O Chamado,
de Gore Verbinski

The ring, EUA, 2002


O Chamado não faz o menor sentido. Até aí, nada demais. Quantos filmes não fazem, por assim dizer e de forma racional, "o menor sentido", e mexem conosco. O problema é que O Chamado se estrutura todo em torno de uma obsessão em fazer sentido. Em pegar o que causa medo, o sobrenatural, e torná-lo foco de uma investigação de fundo criminal-psicanalítico, onde no final tudo fará sentido. Só que, quando completa a sua resposta ao enigma (que é uma resposta moralista e banal, mas é uma resposta), o filme joga ela no lixo em troca de uma reviravoltazinha final, como anda na moda em Hollywood, um susto barato, que tira todo e qualquer sentido que o filme possa ter tido até então. Se toda a validade do que assistimos até então é esgotada, fica a constatação: o filme mesmo não se leva a sério. Porque deveríamos nós então fazê-lo?

Não, aliás, que o que víssemos até esse final tivesse muito interesse: O Chamado parece prova de carteira de motorista, onde um aplicado aluno tenta mostrar obsessivamente que sabe dirigir... um filme de suspense. Cada cena parece estudada para mostrar domínio de ângulos, climas, movimentos de câmera... muito barulho por nada. Verbinski, diretor absolutamente de aluguel e sem qualquer estilo próprio, resolve aqui chupar tudo da cartilha milionária de M. Night Shyamalan (o fundo sobrenatural, a presença de um garotinho sinistro, uma fantasma-criança, a fotografia extremamente contrastada e quase anti-natural, os movimentos de câmera e enquadramentos), sem contudo ter entendido nenhum dos filmes dele, pois deixa de fora os jogos de sentido com as convenções de gênero, a preocupação com um universo onde as regras do filme façam parte de uma concepção maior que rege os personagens, ou até mesmo a capacidade de criar alguma transcendência com suas "imagens sobrenaturais". Estas imagens, diga-se, são especialmente risíveis. A árvore avermelhada, o conteúdo da fita que mata as pessoas, a fantasma engatinhando para fora da tevê, os desenhos, tudo parece vir de um catálogo genérico de "imagens assustadoras", usado sem qualquer critério.
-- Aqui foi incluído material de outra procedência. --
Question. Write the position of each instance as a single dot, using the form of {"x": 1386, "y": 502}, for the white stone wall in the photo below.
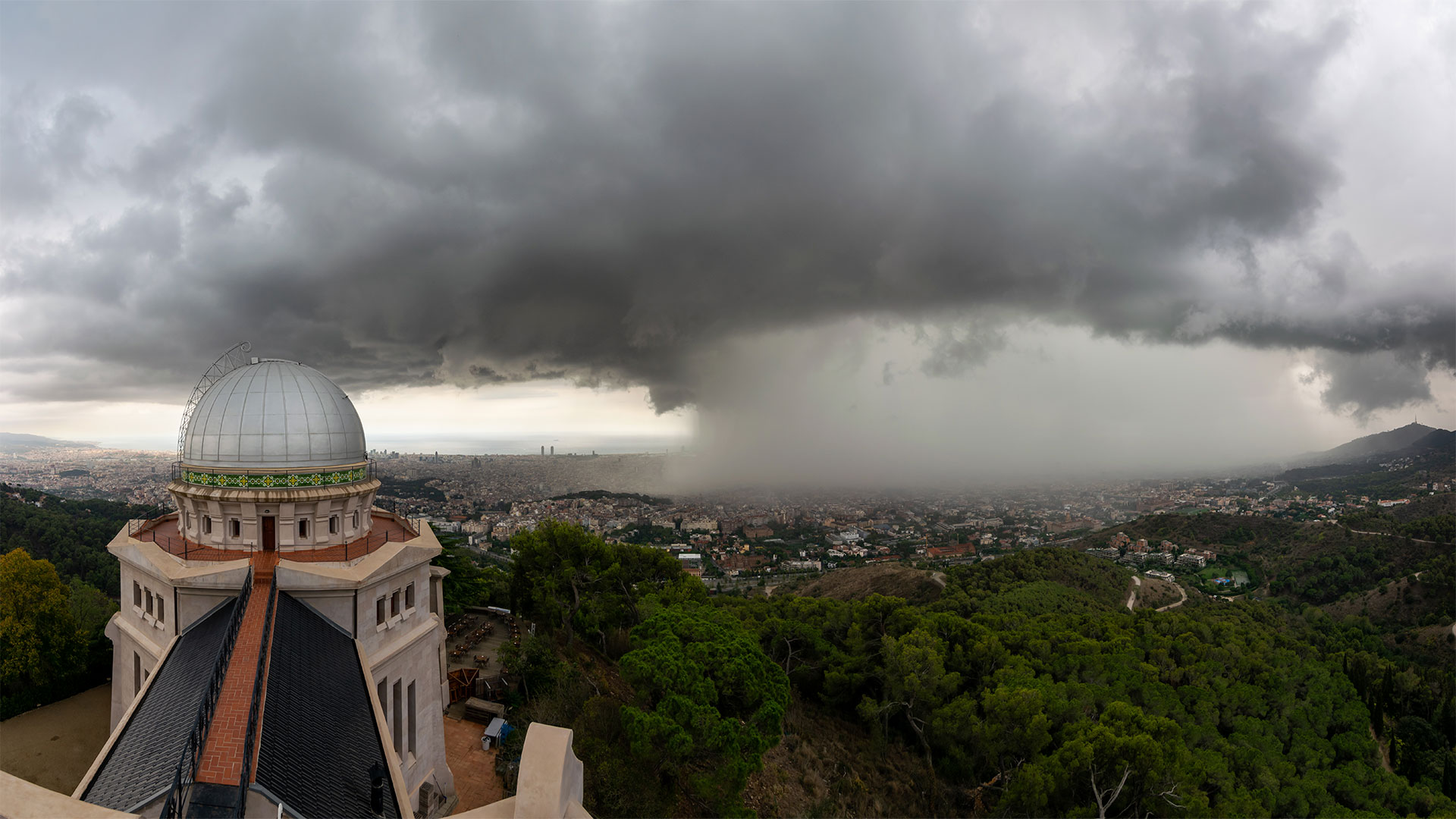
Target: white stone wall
{"x": 351, "y": 516}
O Chamado é, antes de tudo, a demonstração da capacidade de Hollywood pegar uma obra bem sucedida e interessante (no caso, O Sexto Sentido) e torná-la um molde onde se pode encaixar qualquer outra história, desde que realizada por um competente copista que domine os meios de filmagem. E tornar este filme, também, num enorme sucesso. Ainda que para isso prescinda de qualquer originalidade, coerência interna ou inteligência. Esse sim é o grande segredo de O Chamado.